Sie haben ein ungefähr miteinander vergleichbares Wirtschaftsvolumen. Auch wenn das niemand errechnen kann, schätzen alle Akteure es im Großen und Ganzen so ein. Jeder dieser Verwaltungsbezirke ist potentiell autonom. Er wäre theoretisch dazu in der Lage, auch längerfristig alle notwendigen wirtschaftlichen Bedürfnisse selbst in Notzeiten allein durch den auf seinem Boden stattfindenden regionalen Handel zu befriedigen und seine soziale Infrastruktur ohne fremde Hilfe aufrecht zu erhalten. Das musste zwar noch nie unter Beweis gestellt werden, aber alle Akteure schätzen es so ein. Aus diesen Gründen haben sie grundsätzlich alle das gleiche politische Gewicht. Es ist irrelevant, dass natürlich einige Bezirke reicher als andere sind.


Lokale Oligarchen

In jedem dieser Verwaltungsbezirke gibt es einen zentralen Haushalt. Dieser verfügt über die mit Abstand größten agrarischen Nutzflächen in diesem Bezirk. Es handelt sich dabei zwar um ein über das Land verteiltes Netzwerk von Höfen unterschiedlicher Größe und Nutzungsrechten verschiedenster Art, agiert aber als wirtschaftliche Einheit. Deshalb tun wir mal so, als ob es ein einziger Haushalt wäre. Der Vorstand des zentralen Haushaltes ist nicht eine einzige Person, sondern üblicherweise ein Adelspaar mit seinen engsten Vertrauten. Trotzdem behandlen wir sie als einen einzelnen Akteur, den wir liebevoll den lokalen Oligarch nennen. IT würde man ihn je nach Region "Baronin/Baron", "Marschall", "Gräflicher Vogt" oder "Hochfürst" nennen.

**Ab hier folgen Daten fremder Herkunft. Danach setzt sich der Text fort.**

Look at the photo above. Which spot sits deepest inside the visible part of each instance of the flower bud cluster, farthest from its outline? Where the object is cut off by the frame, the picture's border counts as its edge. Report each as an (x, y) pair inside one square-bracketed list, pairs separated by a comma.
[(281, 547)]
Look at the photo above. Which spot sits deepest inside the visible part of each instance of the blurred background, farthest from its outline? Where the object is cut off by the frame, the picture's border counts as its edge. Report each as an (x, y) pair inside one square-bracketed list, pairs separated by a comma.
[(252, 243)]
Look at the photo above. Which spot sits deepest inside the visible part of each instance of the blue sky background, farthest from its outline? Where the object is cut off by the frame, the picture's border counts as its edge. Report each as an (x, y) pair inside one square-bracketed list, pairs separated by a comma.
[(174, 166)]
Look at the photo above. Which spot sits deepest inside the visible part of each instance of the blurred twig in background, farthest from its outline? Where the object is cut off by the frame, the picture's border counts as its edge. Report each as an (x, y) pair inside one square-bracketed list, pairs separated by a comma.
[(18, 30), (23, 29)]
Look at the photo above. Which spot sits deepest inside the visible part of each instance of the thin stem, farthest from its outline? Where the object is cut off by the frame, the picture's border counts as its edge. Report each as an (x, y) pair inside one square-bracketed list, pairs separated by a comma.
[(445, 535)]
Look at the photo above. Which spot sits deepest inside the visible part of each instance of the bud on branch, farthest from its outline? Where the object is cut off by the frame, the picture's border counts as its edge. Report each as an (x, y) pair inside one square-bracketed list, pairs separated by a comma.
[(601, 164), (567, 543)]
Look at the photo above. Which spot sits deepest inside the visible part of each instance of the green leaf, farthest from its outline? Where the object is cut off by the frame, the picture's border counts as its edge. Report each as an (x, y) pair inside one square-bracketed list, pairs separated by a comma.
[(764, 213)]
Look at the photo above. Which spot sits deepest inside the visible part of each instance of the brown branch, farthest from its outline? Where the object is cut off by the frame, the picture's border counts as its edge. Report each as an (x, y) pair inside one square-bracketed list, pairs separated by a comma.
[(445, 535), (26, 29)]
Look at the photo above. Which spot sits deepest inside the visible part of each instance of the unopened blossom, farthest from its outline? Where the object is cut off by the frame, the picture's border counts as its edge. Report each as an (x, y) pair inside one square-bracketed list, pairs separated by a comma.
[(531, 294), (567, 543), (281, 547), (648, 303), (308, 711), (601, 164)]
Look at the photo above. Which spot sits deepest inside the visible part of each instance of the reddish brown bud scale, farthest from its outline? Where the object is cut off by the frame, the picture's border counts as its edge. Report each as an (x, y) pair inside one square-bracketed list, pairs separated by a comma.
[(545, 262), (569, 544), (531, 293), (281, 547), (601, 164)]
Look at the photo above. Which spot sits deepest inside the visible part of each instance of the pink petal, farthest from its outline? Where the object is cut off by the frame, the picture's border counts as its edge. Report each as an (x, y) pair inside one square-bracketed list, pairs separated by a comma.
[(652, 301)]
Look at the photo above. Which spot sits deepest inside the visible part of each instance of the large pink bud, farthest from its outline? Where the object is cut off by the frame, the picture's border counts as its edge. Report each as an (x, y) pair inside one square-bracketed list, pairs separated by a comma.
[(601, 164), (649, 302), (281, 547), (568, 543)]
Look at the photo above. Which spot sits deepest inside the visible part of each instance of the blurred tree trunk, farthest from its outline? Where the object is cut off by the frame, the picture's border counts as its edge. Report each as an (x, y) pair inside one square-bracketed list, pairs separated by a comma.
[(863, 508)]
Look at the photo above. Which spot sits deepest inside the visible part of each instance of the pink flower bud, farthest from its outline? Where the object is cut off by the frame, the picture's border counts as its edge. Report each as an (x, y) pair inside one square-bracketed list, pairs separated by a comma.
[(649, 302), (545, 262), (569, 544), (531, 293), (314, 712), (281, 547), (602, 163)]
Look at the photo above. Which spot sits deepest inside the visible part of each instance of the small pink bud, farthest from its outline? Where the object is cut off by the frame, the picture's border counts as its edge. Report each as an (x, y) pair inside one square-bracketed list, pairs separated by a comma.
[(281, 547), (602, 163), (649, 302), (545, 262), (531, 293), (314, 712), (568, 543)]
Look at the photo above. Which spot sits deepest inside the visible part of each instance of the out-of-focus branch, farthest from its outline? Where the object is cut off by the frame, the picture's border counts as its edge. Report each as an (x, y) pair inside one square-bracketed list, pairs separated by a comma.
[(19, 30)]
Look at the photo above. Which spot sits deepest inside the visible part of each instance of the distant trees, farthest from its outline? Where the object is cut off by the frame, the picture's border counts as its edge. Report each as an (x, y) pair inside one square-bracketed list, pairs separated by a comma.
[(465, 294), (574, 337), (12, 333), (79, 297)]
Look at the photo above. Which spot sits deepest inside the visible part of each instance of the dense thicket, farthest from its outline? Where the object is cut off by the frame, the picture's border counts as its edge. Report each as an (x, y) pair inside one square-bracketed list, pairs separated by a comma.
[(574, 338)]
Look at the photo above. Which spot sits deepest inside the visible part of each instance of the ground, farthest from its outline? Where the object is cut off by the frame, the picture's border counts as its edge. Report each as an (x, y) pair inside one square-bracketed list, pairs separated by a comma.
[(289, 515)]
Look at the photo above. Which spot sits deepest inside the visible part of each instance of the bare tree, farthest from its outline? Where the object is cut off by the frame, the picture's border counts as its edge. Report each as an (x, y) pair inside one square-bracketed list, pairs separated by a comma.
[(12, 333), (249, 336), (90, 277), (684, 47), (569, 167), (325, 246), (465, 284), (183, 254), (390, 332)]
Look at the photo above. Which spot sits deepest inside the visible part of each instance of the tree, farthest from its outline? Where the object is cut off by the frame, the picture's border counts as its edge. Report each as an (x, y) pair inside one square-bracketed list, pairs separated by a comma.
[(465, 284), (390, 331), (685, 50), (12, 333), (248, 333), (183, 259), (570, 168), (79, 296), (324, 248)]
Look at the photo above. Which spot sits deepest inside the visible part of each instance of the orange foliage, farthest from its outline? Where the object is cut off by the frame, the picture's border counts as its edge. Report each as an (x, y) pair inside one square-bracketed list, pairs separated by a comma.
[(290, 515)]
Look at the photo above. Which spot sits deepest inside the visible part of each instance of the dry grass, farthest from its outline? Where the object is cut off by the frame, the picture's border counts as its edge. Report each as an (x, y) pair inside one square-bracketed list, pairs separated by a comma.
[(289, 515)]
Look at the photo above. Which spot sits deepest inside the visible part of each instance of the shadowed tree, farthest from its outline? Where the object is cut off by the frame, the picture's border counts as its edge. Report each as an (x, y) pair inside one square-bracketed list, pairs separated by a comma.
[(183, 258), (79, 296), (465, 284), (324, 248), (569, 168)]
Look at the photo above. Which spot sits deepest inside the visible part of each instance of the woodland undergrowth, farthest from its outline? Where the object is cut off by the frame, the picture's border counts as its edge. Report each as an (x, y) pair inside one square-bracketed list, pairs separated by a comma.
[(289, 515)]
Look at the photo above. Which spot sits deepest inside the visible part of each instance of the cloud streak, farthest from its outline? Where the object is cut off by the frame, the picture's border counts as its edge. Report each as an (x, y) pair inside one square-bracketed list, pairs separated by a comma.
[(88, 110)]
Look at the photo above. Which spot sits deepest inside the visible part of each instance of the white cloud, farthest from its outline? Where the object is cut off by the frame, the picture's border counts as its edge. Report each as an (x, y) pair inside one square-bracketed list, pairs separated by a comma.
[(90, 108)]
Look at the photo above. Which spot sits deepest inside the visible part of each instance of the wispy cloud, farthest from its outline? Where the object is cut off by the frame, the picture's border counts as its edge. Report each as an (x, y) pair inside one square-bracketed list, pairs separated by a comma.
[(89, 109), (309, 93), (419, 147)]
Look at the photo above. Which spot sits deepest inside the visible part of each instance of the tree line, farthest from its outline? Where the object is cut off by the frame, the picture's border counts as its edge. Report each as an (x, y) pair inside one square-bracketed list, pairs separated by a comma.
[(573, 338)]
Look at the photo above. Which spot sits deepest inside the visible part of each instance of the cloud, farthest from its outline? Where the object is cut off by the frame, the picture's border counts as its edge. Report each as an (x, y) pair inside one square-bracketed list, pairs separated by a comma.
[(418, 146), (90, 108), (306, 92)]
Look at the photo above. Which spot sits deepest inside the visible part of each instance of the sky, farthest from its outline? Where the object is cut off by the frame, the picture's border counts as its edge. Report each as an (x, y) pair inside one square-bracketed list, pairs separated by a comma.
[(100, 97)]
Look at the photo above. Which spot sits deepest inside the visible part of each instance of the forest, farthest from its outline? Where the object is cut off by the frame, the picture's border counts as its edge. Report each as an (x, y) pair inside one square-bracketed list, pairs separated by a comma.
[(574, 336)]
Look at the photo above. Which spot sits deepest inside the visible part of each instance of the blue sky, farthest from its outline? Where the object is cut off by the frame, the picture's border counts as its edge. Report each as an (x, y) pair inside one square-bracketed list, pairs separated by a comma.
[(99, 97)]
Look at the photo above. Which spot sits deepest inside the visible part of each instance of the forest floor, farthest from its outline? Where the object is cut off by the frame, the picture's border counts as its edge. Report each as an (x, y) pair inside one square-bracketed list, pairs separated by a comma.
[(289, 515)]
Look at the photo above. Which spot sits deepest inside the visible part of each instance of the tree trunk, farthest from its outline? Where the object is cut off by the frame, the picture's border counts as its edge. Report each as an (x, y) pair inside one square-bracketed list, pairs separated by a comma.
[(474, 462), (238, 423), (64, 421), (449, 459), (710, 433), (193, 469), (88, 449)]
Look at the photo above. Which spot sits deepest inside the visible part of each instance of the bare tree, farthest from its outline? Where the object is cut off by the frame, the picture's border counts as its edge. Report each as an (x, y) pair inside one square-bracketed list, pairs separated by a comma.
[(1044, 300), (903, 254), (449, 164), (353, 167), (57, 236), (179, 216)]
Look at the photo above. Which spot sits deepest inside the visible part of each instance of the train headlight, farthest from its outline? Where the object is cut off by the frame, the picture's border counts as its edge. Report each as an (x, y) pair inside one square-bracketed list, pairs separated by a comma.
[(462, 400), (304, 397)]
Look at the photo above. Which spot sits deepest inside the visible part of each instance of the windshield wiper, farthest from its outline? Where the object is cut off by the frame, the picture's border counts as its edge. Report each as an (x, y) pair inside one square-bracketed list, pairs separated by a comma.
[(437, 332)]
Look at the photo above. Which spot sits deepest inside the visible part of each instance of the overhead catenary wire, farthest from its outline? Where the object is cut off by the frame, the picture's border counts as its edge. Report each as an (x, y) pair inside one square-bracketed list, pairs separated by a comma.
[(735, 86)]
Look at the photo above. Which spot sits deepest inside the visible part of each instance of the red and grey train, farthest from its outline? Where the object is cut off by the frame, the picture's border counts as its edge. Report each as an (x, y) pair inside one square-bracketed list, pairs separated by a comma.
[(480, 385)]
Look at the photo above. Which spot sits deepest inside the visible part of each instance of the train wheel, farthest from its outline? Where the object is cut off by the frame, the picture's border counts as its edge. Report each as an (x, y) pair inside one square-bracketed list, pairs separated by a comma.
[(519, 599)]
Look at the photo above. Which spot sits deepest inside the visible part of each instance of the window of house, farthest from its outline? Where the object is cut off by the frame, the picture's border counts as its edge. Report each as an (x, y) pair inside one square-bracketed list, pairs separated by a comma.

Der lokale Oligarch übt immer auch mindestens die mittlere Ebene der Gerichtsbarkeit aus (an geeigneter Stelle mehr dazu) und beschäftigt Verwandte und Edle des persönlichen Umfeldes als semi-professionelle Verwalter zur Beaufsichtigung des zentralen Haushalts. Die Übersicht über seine Wirtschaftstätigkeit lässt sich nur noch mit Hilfe schriftlicher Listenführung gewährleisten. Er ist der Anführer des Heeresaufgebots des Bezirks und kann sich als einziger eine unabhängig von landwirtschaftlichen Arbeitszyklen und über die üblichen zeitlichen Befristungen von Heerfolgeverpflichtungen hinaus einsatzbereite Kriegergefolgschaft nennenswerter Größe leisten. Damit hat er alle Mittel zur Verfügung, um auf die anderen Wirtschaftsteilnehmer des Bezirks mehr oder weniger sanften Druck auszuüben, um die Produktionsverhältnisse seines Verwaltungsbezirks auf die Bedürfnisse des zentralen Haushaltes zuzuschneiden. Prosperiert also der zentrale Haushalt, geht es den anderen Wirtschaftsteilnehmern zumindest nicht schlecht, stagniert der zentrale Haushalt, ist das schnell ein Problem der ganzen Region.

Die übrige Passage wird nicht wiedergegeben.